O complexo econômico e industrial da saúde (CEIS) corresponde a cerca de 10% do Produto Interno Bruto (PIB) brasileiro, nove milhões de empregos diretos e aproximadamente 35% do esforço de pesquisa nacional, segundo o Ministério da Saúde (MS). Incluída pelo governo no programa Nova Indústria Brasil e articulada com o novo Programa de Aceleração do Crescimento (PAC), a retomada da estratégia de estímulo ao setor — que aposta firme em inovação — prevê investimentos públicos e privados entre R$ 42 bilhões e R$ 60 bilhões até 2026.
Lançada no ano passado e com regulamentações divulgadas em junho último, a Estratégia Nacional para o Desenvolvimento do Complexo Econômico-Industrial da Saúde espera propostas para projetos entre instituições públicas e empresas privadas — as Parceiras para o Desenvolvimento Produtivo (PDPs) —, assim como para o Programa de Desenvolvimento e Inovação Local (PDIL), até 23 de setembro próximo. “A pandemia de covid-19 mostrou de forma clara que a ausência de capacidade produtiva em medicamentos e outros itens essenciais cria enormes vulnerabilidades para o sistema de saúde”, ressalta o secretário de Ciência, Tecnologia e Inovação e do Complexo Econômico-Industrial da Saúde do MS, Carlos Gadelha.
Por isso, o objetivo do CEIS é ampliar, em dez anos, de 42% para 70% a fabricação nacional dos insumos e equipamentos adquiridos pelo Sistema Único de Saúde (SUS) e, assim, reduzir a dependência externa. Os números provam essa necessidade: o déficit da balança comercial da saúde pulou, durante a pandemia, de US$ 16 bilhões em 2020 para US$ 21,5 bilhões em 2021.
Gadelha lembra que as PDPs — uma das vertentes do CEIS e que tiveram sua primeira versão no segundo governo Lula — viabilizaram a produção nacional de vacinas para a covid-19, na Fundação Oswaldo Cruz (Fiocruz) e no Instituto Butantan, além de outros itens para o SUS. “Temos diversas experiências que permitiram viabilizar parcerias público-privadas para produção local no Brasil, dando sustentação ao Programa Nacional de Imunizações, ao sistema nacional de transplantes e ao tratamento da Aids, de doenças negligenciadas, de câncer e de outras doenças crônicas”, ressalta.

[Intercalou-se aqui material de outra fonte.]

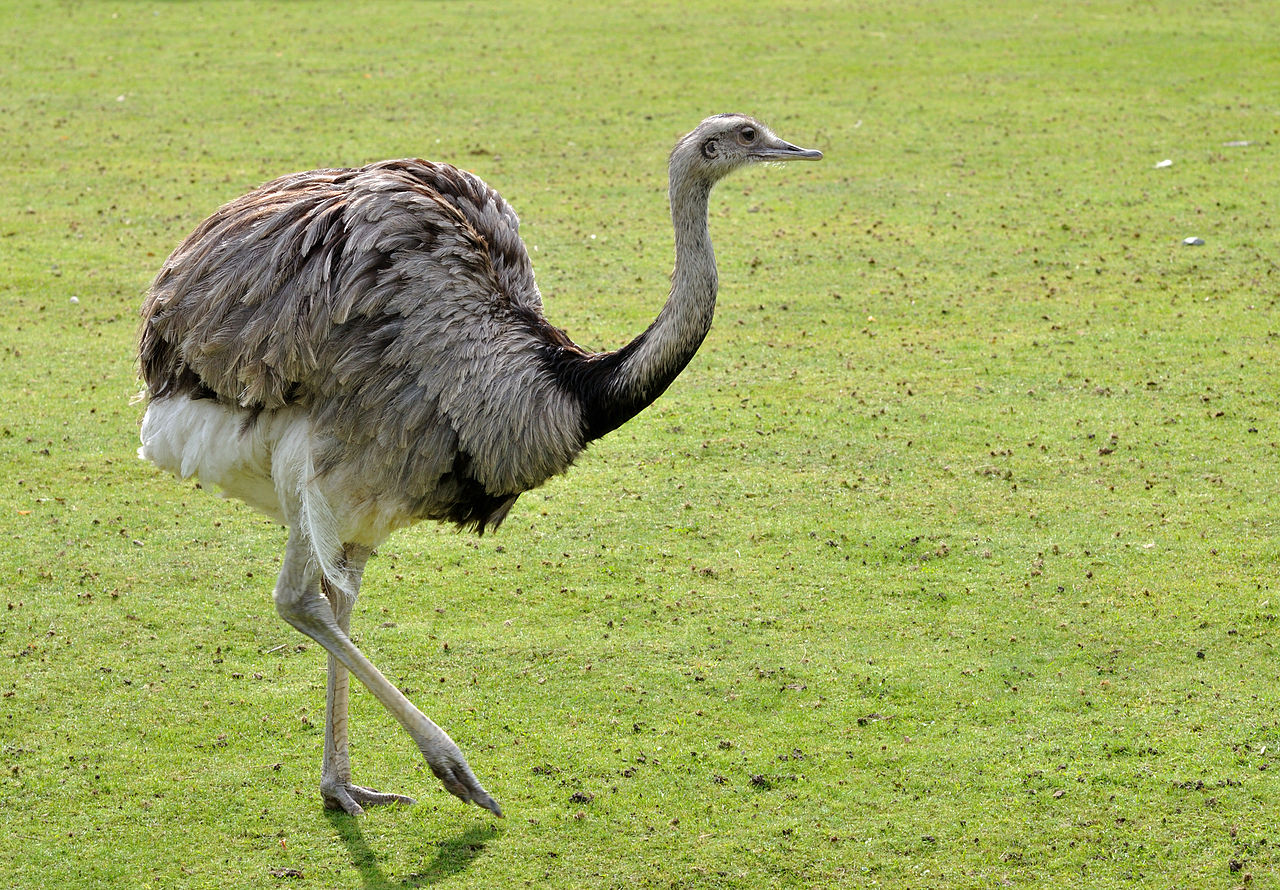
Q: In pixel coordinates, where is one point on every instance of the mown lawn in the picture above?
(949, 562)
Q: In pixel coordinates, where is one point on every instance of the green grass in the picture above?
(949, 562)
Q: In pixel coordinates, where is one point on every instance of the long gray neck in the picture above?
(624, 383)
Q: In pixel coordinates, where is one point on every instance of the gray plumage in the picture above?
(356, 350)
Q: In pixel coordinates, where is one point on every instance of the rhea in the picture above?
(351, 351)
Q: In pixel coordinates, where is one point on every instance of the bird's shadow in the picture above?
(452, 856)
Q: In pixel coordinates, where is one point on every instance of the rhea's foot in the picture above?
(458, 780)
(355, 798)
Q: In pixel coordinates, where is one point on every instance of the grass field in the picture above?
(951, 561)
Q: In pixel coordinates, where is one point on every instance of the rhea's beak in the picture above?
(781, 150)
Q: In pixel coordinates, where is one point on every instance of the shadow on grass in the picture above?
(451, 856)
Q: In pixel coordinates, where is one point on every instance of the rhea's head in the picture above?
(725, 142)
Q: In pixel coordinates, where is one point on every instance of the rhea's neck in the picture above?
(624, 383)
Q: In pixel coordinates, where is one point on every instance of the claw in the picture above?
(460, 781)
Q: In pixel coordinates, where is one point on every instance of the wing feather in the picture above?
(398, 305)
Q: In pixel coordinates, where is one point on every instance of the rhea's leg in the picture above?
(336, 785)
(300, 601)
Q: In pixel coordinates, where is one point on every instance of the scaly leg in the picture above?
(336, 785)
(301, 602)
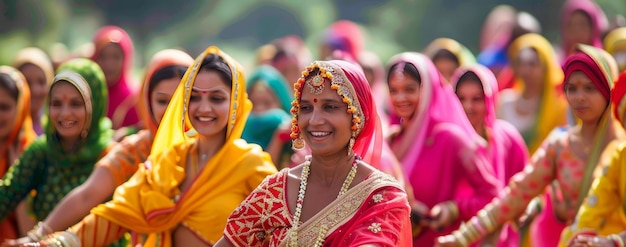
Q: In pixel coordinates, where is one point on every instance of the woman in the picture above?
(564, 165)
(162, 77)
(435, 130)
(338, 198)
(114, 53)
(582, 22)
(198, 171)
(16, 131)
(271, 102)
(602, 213)
(77, 136)
(615, 44)
(448, 55)
(477, 89)
(534, 105)
(37, 68)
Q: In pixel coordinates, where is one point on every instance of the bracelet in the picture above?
(617, 240)
(454, 210)
(40, 231)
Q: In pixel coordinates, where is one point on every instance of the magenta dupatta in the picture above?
(123, 94)
(506, 148)
(439, 147)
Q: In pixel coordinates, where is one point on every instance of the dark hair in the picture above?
(445, 54)
(168, 72)
(7, 83)
(215, 63)
(409, 69)
(469, 77)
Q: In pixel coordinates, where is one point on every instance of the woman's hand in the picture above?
(16, 242)
(446, 241)
(589, 241)
(442, 216)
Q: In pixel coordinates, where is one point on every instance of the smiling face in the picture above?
(67, 110)
(584, 98)
(209, 104)
(404, 92)
(8, 112)
(38, 86)
(324, 121)
(111, 60)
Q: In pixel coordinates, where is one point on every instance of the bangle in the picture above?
(39, 232)
(617, 240)
(454, 210)
(460, 239)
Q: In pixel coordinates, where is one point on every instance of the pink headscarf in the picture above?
(437, 104)
(368, 143)
(124, 88)
(507, 151)
(599, 22)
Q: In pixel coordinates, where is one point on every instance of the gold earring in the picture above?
(298, 143)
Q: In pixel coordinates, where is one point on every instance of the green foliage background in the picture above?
(240, 26)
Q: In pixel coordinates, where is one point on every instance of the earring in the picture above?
(350, 146)
(298, 143)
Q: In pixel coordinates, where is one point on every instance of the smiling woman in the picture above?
(77, 135)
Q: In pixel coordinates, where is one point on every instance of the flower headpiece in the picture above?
(315, 83)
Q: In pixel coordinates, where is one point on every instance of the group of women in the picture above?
(432, 149)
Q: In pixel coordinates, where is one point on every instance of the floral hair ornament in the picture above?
(340, 84)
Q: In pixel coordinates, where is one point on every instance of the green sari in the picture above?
(45, 167)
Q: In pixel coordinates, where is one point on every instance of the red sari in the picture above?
(374, 211)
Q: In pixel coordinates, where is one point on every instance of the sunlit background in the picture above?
(241, 26)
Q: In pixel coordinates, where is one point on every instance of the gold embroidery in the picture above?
(375, 227)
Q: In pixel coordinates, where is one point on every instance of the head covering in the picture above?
(599, 22)
(22, 132)
(122, 98)
(461, 52)
(618, 99)
(553, 107)
(260, 127)
(160, 60)
(437, 104)
(37, 57)
(146, 204)
(349, 81)
(87, 77)
(615, 44)
(346, 36)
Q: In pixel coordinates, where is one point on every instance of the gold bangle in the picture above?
(454, 210)
(460, 239)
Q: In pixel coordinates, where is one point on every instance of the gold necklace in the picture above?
(293, 234)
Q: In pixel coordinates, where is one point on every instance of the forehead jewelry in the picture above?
(202, 91)
(316, 84)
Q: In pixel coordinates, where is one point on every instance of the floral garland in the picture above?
(338, 83)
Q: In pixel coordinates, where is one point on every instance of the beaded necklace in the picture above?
(293, 234)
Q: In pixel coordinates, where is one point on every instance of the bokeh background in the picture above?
(241, 26)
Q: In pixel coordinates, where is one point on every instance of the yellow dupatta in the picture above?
(151, 202)
(553, 107)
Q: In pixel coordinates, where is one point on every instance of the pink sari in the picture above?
(123, 95)
(439, 146)
(506, 149)
(374, 211)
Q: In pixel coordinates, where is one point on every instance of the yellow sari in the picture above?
(151, 202)
(553, 107)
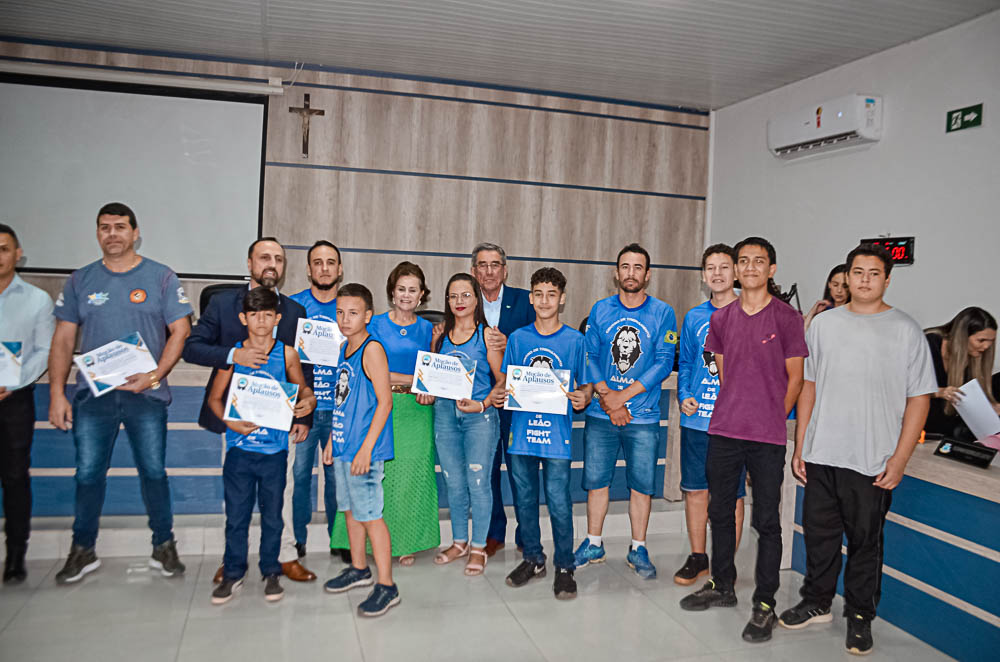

Félix, da USP, ressalta a necessidade de estímulo para a área de cuidado — Foto: Decio Figueiredo/Divulgação Félix, da USP, ressalta a necessidade de estímulo para a área de cuidado — Foto: Decio Figueiredo/Divulgação
No ano passado, as importações do setor de saúde alcançaram R$ 22,3 bilhões, com 89% das compras externas associadas a produtos de alta ou média-alta intensidade tecnológica, e as exportações totais somaram US$ 2,4 bilhões. O resultado foi um saldo negativo de US$ 19,9 bilhões. Cerca de R$ 3 bilhões em recursos federais, em 2023 e 2024, já foram aportados para ampliar a produção de insumos da área, de acordo com dados do MS.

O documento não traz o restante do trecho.